In [242]:
import pandas as pd
import numpy as np

# Walk Through

Suppose you are testing three different headlines—A, B, and C—and you run them
each on 1,000 visitors, with the results shown in Table 3-4.

In [260]:
headline = pd.DataFrame({
    "headline a": [14, 986],
    "headline b": [8, 992],
    "headline c": [12, 988],
}, index=["click", "no click"])
headline

Unnamed: 0,headline a,headline b,headline c
click,14,8,12
no click,986,992,988


The headlines certainly appear to differ. Headline A returns nearly twice the click rate
of B. The actual numbers are small, though. 

A resampling procedure can test whether
the click rates differ to an extent greater than chance might cause. For this test, we
need to have the “expected” distribution of clicks, and in this case, that would be
under the null hypothesis assumption that all three headlines share the same click
rate, for an overall click rate of 34/3,000. Under this assumption, our contingency
table would look like Table 3-5.

In [261]:
headline_expected = pd.DataFrame({
    "headline a": np.mean(headline, axis=1), 
    "headline b": np.mean(headline, axis=1), 
    "headline c": np.mean(headline, axis=1), 
})
headline_expected

Unnamed: 0,headline a,headline b,headline c
click,11.333333,11.333333,11.333333
no click,988.666667,988.666667,988.666667


Now measure the pearson residual, which is defined as

$R = \frac{{\text{{Observed}} - \text{{Expected}}}}{{\sqrt{\text{{Expected}}}}}$

In [269]:
(headline.values - headline_expected.values) / np.sqrt(headline_expected)
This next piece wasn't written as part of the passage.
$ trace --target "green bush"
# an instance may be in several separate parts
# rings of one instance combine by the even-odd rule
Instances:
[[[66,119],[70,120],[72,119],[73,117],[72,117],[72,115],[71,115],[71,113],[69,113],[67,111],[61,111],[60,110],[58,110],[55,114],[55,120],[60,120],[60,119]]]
Unnamed: 0,headline a,headline b,headline c
click,0.792118,-0.990148,0.19803
no click,-0.084809,0.106012,-0.021202


Then, the chi-square statistic is defined as the sum of the squared Pearson residuals.

In [279]:
np.sum(
    ((headline.values - headline_expected.values) / np.sqrt(headline_expected.values)) ** 2
)

1.6659394708658917

The chi-square statistic for this example is 1.666. Is that more than could reasonably occur in a chance
model? We can test with this resampling algorithm:
1. Constitute a box with 34 ones (clicks) and 2,966 zeros (no clicks).
2. Shuffle, take three separate samples of 1,000, and count the clicks in each.
3. Find the squared differences between the shuffled counts and the expected
counts and sum them.
4. Repeat steps 2 and 3, say, 1,000 times.
5. How often does the resampled sum of squared deviations exceed the observed?
That’s the p-value.

# With Resampling

In [300]:
observed = headline.values
expected = np.mean(observed, axis=1).reshape((2, 1))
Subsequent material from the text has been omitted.